Dikkat edin, hani “teröristle görüşülmez”di ya, işte şimdi aynı teröristle “anlaşmaya varılıyor” artık!
Daha da ötesi var. Meğer bu zamana kadar PKK ile girilen ilişki, sadece “diyalog”muş. Artık “terör örgütü” ile “diyalog sürecinin sona erip müzakere sürecinin başlatılması” bekleniyormuş. Bu süreçte bir yandan Öcalan ile “geniş heyetler arası görüşmeler” yapılacakmış, bir yandan da, artık hazır hale ge(tiri)len kamuoyunda, “çözüm süreci daha somut verilerle tartışılmaya başlanacak”mış.
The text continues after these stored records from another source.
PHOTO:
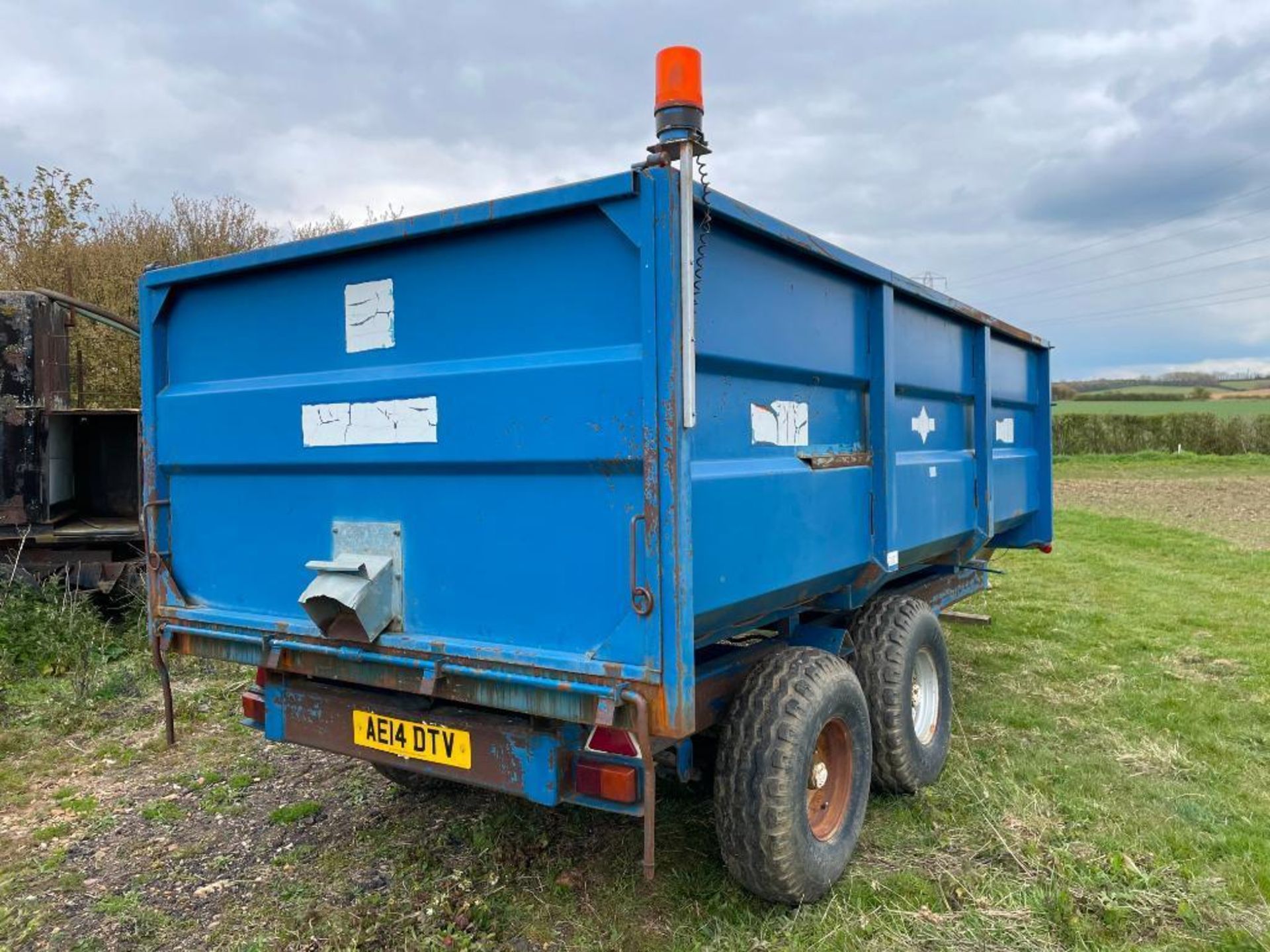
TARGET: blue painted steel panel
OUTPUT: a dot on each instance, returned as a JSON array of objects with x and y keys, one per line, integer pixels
[{"x": 845, "y": 423}]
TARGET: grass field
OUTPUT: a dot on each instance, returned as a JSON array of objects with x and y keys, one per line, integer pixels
[
  {"x": 1109, "y": 787},
  {"x": 1146, "y": 389},
  {"x": 1250, "y": 407}
]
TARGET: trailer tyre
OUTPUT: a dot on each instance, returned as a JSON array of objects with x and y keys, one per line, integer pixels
[
  {"x": 904, "y": 666},
  {"x": 792, "y": 779}
]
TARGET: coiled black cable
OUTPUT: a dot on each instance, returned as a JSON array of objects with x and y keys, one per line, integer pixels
[{"x": 704, "y": 234}]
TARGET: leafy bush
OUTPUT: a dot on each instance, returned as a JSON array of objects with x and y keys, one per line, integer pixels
[
  {"x": 1195, "y": 433},
  {"x": 56, "y": 631}
]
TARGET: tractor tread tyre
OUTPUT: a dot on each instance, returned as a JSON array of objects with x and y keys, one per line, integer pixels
[
  {"x": 761, "y": 779},
  {"x": 887, "y": 634}
]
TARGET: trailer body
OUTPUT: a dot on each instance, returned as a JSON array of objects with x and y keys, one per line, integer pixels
[{"x": 469, "y": 424}]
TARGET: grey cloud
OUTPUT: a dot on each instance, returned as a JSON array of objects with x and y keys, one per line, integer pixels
[{"x": 955, "y": 136}]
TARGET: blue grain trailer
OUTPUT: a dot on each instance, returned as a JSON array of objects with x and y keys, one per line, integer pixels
[{"x": 495, "y": 495}]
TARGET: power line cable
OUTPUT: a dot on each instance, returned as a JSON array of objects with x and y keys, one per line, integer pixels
[
  {"x": 1147, "y": 227},
  {"x": 1166, "y": 310},
  {"x": 1133, "y": 270},
  {"x": 1167, "y": 305},
  {"x": 1167, "y": 277},
  {"x": 1158, "y": 303},
  {"x": 1143, "y": 244}
]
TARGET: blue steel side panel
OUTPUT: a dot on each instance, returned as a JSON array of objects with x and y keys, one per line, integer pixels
[
  {"x": 532, "y": 337},
  {"x": 1021, "y": 457},
  {"x": 883, "y": 365},
  {"x": 931, "y": 428},
  {"x": 771, "y": 328}
]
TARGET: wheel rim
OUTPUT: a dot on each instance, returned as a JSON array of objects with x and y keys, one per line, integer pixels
[
  {"x": 926, "y": 697},
  {"x": 828, "y": 782}
]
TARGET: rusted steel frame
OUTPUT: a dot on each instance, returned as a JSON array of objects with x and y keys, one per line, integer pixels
[
  {"x": 91, "y": 310},
  {"x": 426, "y": 666},
  {"x": 836, "y": 461},
  {"x": 646, "y": 746}
]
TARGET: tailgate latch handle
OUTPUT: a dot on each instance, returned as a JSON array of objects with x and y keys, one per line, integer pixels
[{"x": 642, "y": 600}]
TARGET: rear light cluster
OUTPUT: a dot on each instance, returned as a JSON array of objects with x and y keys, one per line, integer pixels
[{"x": 603, "y": 779}]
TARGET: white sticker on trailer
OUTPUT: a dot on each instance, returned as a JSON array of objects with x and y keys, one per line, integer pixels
[
  {"x": 368, "y": 317},
  {"x": 784, "y": 423},
  {"x": 412, "y": 420}
]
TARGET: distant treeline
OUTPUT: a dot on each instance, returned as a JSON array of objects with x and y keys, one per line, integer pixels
[
  {"x": 1195, "y": 433},
  {"x": 1137, "y": 395},
  {"x": 1177, "y": 379}
]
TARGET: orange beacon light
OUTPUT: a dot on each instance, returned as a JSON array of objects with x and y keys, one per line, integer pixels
[
  {"x": 679, "y": 78},
  {"x": 680, "y": 106}
]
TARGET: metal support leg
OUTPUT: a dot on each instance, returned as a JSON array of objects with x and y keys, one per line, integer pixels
[
  {"x": 646, "y": 746},
  {"x": 687, "y": 298},
  {"x": 165, "y": 682}
]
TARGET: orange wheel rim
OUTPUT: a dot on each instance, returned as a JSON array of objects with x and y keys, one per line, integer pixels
[{"x": 828, "y": 782}]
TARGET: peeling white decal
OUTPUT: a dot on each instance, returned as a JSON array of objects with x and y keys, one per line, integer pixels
[
  {"x": 783, "y": 424},
  {"x": 923, "y": 424},
  {"x": 368, "y": 317},
  {"x": 413, "y": 420}
]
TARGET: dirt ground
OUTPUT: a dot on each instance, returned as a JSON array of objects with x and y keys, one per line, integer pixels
[{"x": 1236, "y": 508}]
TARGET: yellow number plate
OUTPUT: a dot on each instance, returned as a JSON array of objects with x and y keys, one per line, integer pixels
[{"x": 413, "y": 739}]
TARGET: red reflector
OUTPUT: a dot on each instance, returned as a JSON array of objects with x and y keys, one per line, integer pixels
[
  {"x": 605, "y": 781},
  {"x": 253, "y": 706},
  {"x": 610, "y": 740}
]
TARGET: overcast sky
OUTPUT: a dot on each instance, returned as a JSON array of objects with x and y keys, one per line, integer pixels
[{"x": 1094, "y": 171}]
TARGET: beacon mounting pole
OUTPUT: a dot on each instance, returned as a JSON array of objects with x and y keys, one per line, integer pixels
[{"x": 679, "y": 112}]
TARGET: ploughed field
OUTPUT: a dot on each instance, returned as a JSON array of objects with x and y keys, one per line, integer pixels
[
  {"x": 1109, "y": 786},
  {"x": 1226, "y": 405}
]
PKK’nın her istediğinin verildiği bir sürecin “daha somut”u nedir, asıl merak ve endişe konusu bu. Bundan daha somutu “federasyon” ve “federe birimlerin yetkileri ve karşılıklı ilişkileri” olmasın?!... Devlet, terör örgütüyle “heyetler arası müzakere”ye geçmişse, artık muhatap “meşru bir güç” olarak algılanıyor anlamı çıkmaz mı bundan? Hani çözüm süreci sonunda “terör duracak” ve “silah bıraktırılarak PKK tasfiye edilecek”ti?... Peki, şimdi “terör örgütüne meşruiyet kazandırılması” da ne demek oluyor?
Acaba “diyalog süreci”nden “geniş heyetler arası müzakere süreci”ne geçişin ana konusu, federasyon mu?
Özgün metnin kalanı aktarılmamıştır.